Check with scipy.special.zeta() that your function is this accurate. In other words, check that the absolute value of the difference between the output of your routine and the special function is smaller than $10^{-7}$.
Why is it hard to compute the Reimann zeta function with the series for $s$ near but above 1? How small are the terms and how fast does the sum converge?
What is the role of round-off error? What order are terms summed in your routine and does this affect the accuracy of your routine?

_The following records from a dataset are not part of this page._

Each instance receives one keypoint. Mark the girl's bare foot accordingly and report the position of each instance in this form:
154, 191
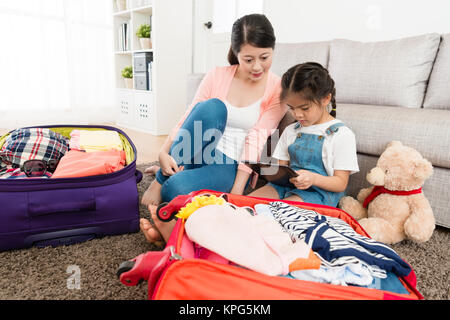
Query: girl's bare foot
160, 231
152, 170
152, 196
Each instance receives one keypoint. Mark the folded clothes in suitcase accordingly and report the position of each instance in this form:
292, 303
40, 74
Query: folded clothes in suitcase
186, 269
63, 211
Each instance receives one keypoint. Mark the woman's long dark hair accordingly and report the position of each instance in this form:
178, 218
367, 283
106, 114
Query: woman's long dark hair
312, 80
254, 29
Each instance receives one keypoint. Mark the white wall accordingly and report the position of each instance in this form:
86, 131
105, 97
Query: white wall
361, 20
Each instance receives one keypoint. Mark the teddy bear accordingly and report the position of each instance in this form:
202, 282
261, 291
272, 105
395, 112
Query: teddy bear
395, 208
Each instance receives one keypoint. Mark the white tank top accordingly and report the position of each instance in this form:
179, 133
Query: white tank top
239, 121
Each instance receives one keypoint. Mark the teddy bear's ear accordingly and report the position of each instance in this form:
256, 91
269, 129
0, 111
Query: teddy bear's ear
423, 169
394, 143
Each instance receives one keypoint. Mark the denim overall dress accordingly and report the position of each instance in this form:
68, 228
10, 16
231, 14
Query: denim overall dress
306, 153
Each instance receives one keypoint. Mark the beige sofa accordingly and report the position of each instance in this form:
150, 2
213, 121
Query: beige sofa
387, 90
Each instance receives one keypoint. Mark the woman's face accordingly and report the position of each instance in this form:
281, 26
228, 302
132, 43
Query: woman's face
254, 62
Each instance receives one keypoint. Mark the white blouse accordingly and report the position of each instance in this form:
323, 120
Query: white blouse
239, 121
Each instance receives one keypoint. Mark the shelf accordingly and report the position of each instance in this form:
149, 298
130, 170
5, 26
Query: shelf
123, 14
133, 51
127, 13
123, 52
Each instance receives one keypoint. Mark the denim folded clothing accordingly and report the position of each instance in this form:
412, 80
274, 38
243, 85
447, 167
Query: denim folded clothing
336, 243
33, 143
352, 274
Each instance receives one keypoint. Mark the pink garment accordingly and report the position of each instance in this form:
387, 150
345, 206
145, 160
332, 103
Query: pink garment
82, 164
255, 242
216, 84
74, 143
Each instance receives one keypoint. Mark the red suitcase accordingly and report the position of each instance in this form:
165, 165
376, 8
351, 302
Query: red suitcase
178, 272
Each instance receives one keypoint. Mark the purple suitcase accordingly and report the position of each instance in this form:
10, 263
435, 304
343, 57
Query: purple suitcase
43, 212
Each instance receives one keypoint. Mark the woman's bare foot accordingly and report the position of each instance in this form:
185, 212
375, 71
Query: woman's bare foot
152, 196
158, 232
152, 170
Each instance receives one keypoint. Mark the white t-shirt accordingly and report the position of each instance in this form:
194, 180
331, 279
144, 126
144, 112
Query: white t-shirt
339, 148
239, 121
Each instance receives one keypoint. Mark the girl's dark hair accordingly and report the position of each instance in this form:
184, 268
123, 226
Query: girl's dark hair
312, 80
254, 29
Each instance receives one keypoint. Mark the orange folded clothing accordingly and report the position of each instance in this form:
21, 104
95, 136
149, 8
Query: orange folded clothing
81, 164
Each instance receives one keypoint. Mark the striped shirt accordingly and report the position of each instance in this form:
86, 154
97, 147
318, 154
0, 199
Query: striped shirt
336, 243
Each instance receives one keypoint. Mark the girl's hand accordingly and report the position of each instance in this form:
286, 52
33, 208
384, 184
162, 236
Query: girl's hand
168, 164
304, 180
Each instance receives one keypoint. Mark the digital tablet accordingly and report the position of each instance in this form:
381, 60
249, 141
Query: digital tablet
275, 173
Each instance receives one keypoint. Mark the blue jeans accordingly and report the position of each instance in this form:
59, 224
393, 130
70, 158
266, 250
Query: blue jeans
204, 166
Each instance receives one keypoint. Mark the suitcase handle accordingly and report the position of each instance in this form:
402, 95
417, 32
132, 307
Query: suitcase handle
40, 209
138, 176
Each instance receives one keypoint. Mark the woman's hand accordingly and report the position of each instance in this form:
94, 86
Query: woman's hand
168, 164
304, 180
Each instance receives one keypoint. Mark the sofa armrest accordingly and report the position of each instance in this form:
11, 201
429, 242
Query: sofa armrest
192, 83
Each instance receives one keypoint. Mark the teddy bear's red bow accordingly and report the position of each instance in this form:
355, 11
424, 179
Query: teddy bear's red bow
377, 190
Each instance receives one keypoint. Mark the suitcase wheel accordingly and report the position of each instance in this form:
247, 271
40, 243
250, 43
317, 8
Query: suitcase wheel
164, 214
125, 267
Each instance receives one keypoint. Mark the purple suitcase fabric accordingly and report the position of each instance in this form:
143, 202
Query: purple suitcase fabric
41, 212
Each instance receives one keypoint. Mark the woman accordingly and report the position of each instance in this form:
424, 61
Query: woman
241, 103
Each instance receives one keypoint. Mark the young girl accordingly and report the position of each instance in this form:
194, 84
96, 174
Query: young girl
320, 148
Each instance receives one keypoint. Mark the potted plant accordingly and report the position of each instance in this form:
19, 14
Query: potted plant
143, 33
121, 5
127, 75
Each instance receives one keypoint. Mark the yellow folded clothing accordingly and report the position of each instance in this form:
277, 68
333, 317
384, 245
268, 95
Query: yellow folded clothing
102, 140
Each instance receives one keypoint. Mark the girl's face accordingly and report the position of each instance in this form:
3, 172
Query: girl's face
254, 63
308, 112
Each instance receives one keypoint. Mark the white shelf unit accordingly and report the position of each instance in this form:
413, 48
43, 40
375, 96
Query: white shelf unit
156, 111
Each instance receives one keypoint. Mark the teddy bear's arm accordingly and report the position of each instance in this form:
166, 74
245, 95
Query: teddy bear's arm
364, 193
420, 224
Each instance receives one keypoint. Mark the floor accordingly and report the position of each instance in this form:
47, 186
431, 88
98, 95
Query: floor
147, 145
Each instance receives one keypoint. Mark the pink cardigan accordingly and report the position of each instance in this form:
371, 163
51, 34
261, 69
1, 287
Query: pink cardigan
216, 84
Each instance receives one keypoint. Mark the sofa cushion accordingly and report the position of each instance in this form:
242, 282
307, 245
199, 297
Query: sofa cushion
427, 130
438, 92
287, 55
393, 73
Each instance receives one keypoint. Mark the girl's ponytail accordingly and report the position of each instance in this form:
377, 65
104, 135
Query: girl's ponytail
232, 59
333, 103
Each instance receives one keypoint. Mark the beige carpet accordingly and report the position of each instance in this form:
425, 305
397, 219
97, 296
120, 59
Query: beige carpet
44, 273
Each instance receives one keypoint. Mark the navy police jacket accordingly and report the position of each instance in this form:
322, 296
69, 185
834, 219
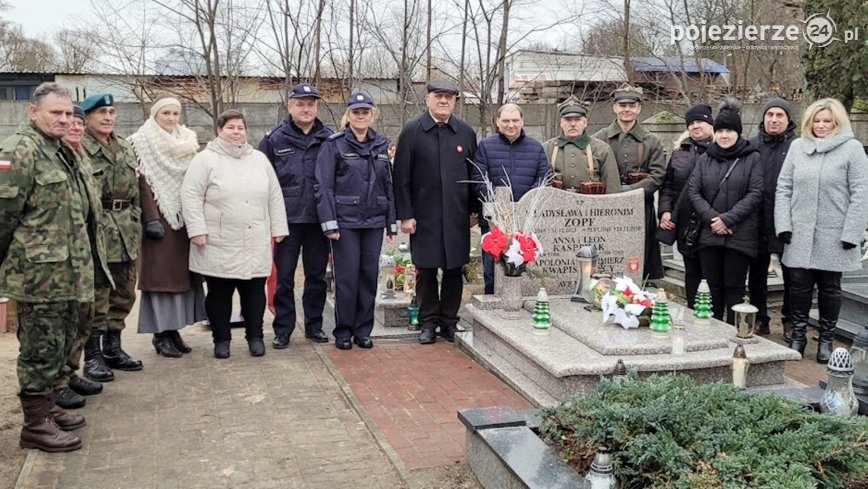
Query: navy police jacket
354, 183
293, 155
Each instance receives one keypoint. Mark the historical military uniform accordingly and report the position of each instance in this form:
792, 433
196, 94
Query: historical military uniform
47, 210
642, 164
114, 164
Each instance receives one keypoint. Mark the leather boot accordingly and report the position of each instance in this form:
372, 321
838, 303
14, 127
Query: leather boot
84, 386
64, 420
94, 364
115, 356
41, 431
164, 345
175, 336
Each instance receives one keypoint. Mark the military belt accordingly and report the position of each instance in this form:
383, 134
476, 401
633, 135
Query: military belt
115, 205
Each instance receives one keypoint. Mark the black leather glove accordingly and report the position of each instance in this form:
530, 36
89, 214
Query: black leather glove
155, 230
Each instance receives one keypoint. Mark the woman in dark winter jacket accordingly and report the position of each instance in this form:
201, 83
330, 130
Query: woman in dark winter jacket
725, 189
674, 207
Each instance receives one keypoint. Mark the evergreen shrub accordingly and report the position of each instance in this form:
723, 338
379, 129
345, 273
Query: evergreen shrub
668, 432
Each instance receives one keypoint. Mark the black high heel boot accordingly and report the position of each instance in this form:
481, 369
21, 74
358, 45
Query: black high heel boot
164, 346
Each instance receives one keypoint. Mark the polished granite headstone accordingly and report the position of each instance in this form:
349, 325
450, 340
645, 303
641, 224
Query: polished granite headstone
548, 366
614, 224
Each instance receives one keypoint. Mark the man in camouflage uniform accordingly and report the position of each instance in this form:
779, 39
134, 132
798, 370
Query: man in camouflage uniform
114, 164
69, 387
642, 164
47, 210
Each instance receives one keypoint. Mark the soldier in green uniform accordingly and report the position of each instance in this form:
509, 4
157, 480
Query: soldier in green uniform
114, 164
69, 387
577, 158
47, 211
641, 163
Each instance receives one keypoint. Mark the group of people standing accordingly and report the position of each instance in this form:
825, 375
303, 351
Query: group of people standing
804, 199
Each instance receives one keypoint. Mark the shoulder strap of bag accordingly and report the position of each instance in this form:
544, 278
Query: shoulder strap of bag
555, 155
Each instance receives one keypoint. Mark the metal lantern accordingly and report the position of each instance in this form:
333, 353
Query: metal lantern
859, 357
601, 475
587, 256
838, 398
387, 276
745, 318
739, 367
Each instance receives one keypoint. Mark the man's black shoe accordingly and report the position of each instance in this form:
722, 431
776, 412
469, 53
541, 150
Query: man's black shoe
84, 387
221, 349
67, 399
317, 336
427, 336
280, 342
448, 333
256, 347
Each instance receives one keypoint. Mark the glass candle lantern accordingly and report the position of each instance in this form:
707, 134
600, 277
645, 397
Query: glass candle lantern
679, 339
745, 319
838, 397
859, 357
601, 475
587, 256
739, 367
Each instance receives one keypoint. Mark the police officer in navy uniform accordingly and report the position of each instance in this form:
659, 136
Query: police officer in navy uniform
293, 147
355, 203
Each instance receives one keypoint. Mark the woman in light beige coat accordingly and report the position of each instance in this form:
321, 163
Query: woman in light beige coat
233, 208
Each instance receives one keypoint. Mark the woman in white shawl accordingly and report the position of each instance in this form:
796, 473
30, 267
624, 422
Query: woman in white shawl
172, 296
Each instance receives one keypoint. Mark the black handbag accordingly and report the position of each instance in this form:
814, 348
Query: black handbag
690, 236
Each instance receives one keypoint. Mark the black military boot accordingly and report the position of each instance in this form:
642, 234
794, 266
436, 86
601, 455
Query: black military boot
95, 367
115, 356
41, 431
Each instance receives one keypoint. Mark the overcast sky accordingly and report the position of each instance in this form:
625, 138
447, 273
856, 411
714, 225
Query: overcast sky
43, 17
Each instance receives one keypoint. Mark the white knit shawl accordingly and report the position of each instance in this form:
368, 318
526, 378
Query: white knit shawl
163, 160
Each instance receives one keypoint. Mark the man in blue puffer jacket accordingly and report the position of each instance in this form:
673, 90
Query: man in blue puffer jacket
508, 156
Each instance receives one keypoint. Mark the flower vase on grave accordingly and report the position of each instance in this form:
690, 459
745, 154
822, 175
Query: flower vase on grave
660, 320
702, 305
541, 317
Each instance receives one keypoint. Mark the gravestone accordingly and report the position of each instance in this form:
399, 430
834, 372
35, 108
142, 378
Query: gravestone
614, 224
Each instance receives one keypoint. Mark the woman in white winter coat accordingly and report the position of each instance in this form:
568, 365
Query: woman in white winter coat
233, 208
821, 211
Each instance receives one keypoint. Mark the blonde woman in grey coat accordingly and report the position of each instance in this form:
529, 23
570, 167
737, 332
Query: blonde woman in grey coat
821, 211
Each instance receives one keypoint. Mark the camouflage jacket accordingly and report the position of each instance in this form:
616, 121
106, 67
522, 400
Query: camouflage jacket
119, 183
626, 147
47, 197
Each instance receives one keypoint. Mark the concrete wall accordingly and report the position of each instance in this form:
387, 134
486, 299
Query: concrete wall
541, 121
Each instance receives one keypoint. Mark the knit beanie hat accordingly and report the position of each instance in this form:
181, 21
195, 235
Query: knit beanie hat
728, 117
779, 103
699, 112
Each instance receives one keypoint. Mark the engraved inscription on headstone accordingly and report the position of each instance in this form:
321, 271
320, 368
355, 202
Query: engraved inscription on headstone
611, 223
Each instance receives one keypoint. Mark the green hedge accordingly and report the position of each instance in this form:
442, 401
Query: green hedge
668, 432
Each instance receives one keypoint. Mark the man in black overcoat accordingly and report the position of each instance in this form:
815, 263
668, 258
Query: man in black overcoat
435, 205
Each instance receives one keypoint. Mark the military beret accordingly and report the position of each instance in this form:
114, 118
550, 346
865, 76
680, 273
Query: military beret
628, 94
443, 86
303, 90
359, 100
97, 101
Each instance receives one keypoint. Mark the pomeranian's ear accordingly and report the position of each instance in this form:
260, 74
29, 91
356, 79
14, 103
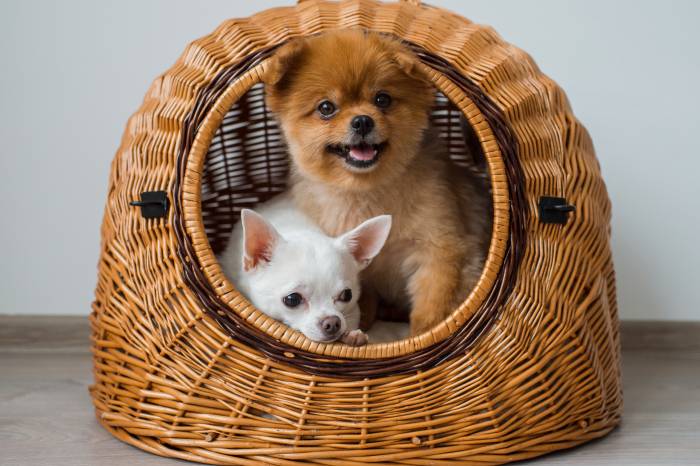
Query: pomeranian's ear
366, 240
282, 61
259, 239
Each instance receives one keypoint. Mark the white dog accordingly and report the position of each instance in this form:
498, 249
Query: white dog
290, 270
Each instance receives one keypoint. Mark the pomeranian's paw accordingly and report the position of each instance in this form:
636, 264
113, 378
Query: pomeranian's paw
355, 338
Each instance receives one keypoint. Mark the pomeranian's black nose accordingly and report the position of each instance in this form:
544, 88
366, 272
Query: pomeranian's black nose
362, 124
330, 325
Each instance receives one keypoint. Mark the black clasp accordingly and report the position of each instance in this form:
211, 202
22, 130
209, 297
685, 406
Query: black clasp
555, 210
154, 204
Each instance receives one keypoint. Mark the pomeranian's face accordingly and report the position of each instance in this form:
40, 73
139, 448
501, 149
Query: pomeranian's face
353, 107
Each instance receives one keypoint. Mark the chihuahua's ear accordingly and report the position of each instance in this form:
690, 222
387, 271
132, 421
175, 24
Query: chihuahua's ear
282, 61
366, 240
259, 239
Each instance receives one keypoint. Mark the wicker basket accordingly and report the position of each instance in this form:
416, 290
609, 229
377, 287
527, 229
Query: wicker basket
186, 367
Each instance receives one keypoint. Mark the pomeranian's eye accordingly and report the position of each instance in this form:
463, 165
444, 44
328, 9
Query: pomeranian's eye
345, 295
382, 100
292, 300
326, 108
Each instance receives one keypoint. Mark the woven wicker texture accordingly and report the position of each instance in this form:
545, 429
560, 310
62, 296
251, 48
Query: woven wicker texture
185, 367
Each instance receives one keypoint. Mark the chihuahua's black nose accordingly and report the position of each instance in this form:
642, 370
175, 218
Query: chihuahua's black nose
330, 325
362, 124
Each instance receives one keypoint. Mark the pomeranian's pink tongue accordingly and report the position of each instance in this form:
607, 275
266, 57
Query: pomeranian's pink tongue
363, 152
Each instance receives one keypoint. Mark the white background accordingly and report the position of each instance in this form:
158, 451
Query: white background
73, 71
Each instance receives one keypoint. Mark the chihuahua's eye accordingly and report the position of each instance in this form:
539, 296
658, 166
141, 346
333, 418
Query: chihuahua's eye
345, 295
382, 100
292, 300
326, 108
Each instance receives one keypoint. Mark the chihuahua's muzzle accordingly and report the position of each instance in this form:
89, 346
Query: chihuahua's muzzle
362, 149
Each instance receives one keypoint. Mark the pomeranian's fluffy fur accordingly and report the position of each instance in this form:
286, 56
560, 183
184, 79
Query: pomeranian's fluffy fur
354, 110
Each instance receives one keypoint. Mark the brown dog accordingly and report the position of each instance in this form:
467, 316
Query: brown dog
354, 109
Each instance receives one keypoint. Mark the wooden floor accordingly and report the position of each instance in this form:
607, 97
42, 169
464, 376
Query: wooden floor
46, 417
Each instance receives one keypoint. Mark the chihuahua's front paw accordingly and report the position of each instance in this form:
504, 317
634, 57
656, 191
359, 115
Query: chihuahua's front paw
355, 338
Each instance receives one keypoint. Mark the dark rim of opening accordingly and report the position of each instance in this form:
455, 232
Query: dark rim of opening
457, 343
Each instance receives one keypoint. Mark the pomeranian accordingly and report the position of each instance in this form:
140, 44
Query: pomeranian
290, 270
354, 110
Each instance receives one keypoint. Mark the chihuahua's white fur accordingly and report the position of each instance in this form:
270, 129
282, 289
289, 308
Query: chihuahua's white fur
277, 250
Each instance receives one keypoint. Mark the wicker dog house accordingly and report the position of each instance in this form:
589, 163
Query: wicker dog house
185, 367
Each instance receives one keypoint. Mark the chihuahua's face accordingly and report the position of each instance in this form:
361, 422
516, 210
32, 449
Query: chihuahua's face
307, 280
353, 107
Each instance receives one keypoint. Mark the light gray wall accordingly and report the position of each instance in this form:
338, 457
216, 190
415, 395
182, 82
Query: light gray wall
73, 72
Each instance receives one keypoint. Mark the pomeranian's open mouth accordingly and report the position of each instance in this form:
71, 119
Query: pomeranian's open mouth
361, 156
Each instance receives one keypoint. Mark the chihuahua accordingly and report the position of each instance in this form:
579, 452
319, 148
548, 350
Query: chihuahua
354, 108
290, 270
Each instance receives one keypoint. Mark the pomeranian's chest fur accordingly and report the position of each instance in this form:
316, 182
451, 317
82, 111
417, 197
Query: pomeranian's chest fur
435, 205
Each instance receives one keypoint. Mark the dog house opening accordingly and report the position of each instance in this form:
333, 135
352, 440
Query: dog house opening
247, 164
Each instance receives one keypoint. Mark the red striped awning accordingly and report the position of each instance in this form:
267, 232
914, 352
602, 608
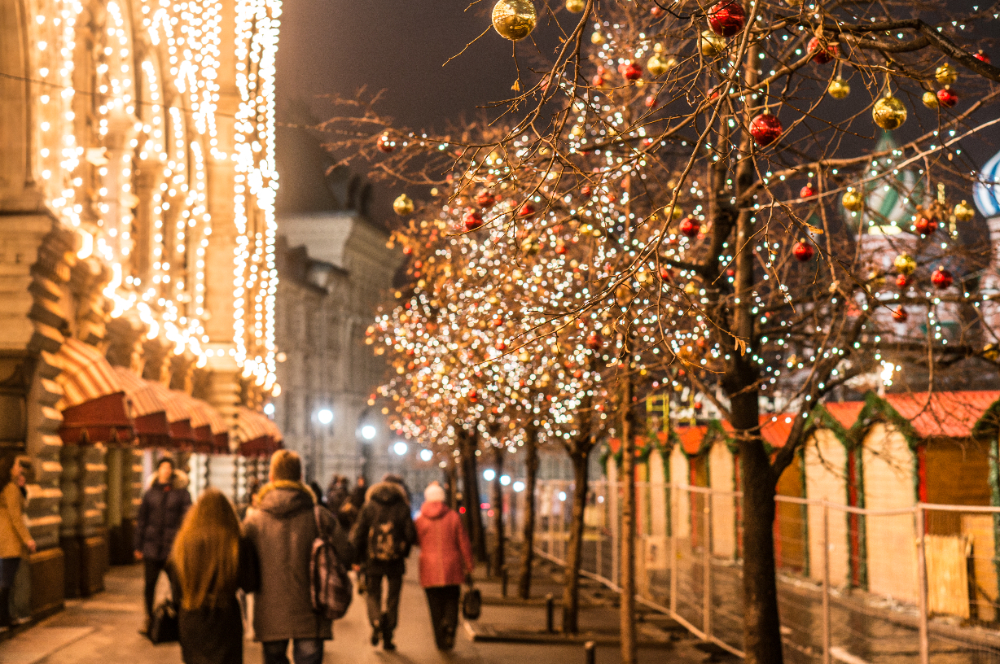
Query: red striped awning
255, 433
93, 402
148, 411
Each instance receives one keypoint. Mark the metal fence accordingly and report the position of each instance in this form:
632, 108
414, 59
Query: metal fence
908, 584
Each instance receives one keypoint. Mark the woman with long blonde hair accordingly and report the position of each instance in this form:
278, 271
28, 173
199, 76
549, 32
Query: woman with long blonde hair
209, 562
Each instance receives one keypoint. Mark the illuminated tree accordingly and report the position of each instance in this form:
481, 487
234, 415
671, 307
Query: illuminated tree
726, 181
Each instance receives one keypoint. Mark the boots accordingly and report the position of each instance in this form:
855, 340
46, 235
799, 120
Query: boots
387, 643
4, 608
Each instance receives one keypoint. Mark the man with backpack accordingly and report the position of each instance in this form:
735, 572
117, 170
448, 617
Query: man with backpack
290, 532
383, 535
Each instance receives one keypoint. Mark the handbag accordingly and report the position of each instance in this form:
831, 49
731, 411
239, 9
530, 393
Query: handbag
164, 627
472, 604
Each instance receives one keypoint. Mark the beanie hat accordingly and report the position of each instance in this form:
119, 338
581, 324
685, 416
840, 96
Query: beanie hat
434, 493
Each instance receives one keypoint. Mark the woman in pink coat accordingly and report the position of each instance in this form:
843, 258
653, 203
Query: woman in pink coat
445, 561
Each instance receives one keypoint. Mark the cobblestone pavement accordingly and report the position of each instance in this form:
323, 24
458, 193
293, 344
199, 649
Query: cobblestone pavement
103, 629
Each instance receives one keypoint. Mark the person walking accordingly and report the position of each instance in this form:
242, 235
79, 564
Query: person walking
160, 516
210, 560
445, 561
383, 535
15, 540
282, 530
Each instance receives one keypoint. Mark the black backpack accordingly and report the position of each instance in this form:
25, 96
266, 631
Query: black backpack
385, 543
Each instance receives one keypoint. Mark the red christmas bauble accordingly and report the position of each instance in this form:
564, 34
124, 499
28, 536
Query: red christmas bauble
803, 251
941, 278
727, 18
926, 225
485, 199
821, 51
690, 227
946, 97
765, 129
472, 220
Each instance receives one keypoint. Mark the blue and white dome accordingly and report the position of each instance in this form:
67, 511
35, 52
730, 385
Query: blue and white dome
986, 191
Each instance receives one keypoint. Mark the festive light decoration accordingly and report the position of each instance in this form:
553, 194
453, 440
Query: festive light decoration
514, 19
727, 18
889, 113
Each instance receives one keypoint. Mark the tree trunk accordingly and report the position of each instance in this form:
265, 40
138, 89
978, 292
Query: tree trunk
627, 565
574, 552
497, 503
530, 479
470, 482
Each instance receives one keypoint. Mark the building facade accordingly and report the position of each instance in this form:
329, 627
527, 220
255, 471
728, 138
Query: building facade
336, 269
137, 230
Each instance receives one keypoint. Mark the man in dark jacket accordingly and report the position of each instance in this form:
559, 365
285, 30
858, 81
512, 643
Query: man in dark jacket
383, 536
282, 530
160, 516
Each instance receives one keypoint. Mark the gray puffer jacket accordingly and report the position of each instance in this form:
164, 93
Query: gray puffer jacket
282, 530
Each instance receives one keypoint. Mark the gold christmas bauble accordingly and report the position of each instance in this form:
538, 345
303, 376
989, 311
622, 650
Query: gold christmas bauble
839, 88
889, 113
964, 212
656, 66
905, 264
403, 205
946, 74
711, 44
853, 200
514, 19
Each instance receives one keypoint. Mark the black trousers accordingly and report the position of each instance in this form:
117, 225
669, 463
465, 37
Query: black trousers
443, 603
152, 569
374, 598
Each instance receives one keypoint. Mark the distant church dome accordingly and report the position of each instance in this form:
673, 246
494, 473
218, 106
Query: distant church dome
890, 198
986, 191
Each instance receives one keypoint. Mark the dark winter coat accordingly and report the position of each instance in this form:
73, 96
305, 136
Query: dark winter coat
282, 530
385, 503
160, 516
445, 552
214, 635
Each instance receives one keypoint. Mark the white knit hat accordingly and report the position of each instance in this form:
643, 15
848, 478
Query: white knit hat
434, 493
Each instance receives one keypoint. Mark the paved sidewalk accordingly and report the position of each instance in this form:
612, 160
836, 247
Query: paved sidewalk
104, 630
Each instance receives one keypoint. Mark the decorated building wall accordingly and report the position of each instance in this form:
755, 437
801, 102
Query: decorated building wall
137, 185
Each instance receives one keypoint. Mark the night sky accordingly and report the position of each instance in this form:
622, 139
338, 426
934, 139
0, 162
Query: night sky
336, 47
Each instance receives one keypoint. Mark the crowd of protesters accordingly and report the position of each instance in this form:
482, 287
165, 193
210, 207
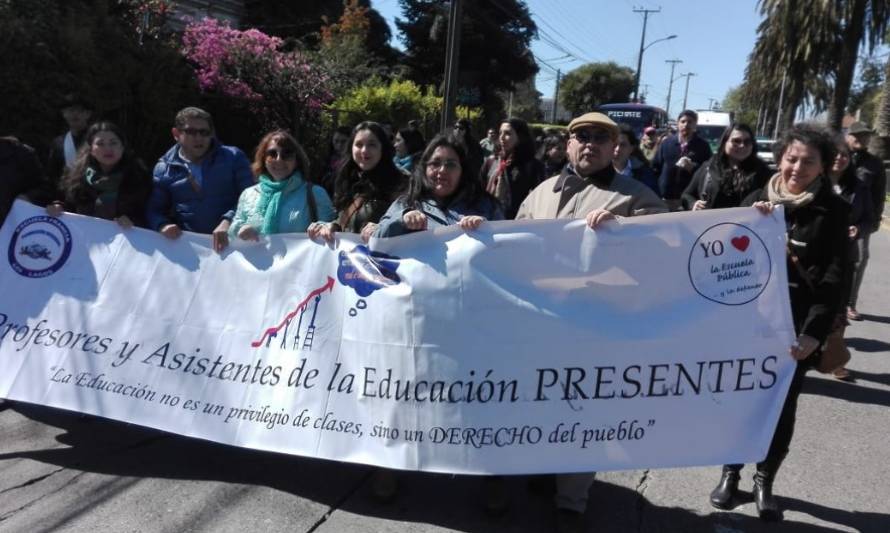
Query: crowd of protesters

Note math.sum() or math.fsum() or numpy.sum() could be used on a vector or you can sum within a loop. If you sum with a loop you can consider the order that you are doing the sum. If you add extremely small numbers to large numbers ones then you will have a larger error than if you first add small numbers together and then add on the larger ones. Arithmetic on vectors is fairly efficient in python and loops are often not as a efficient. I found I needed over 10 million terms in the sum.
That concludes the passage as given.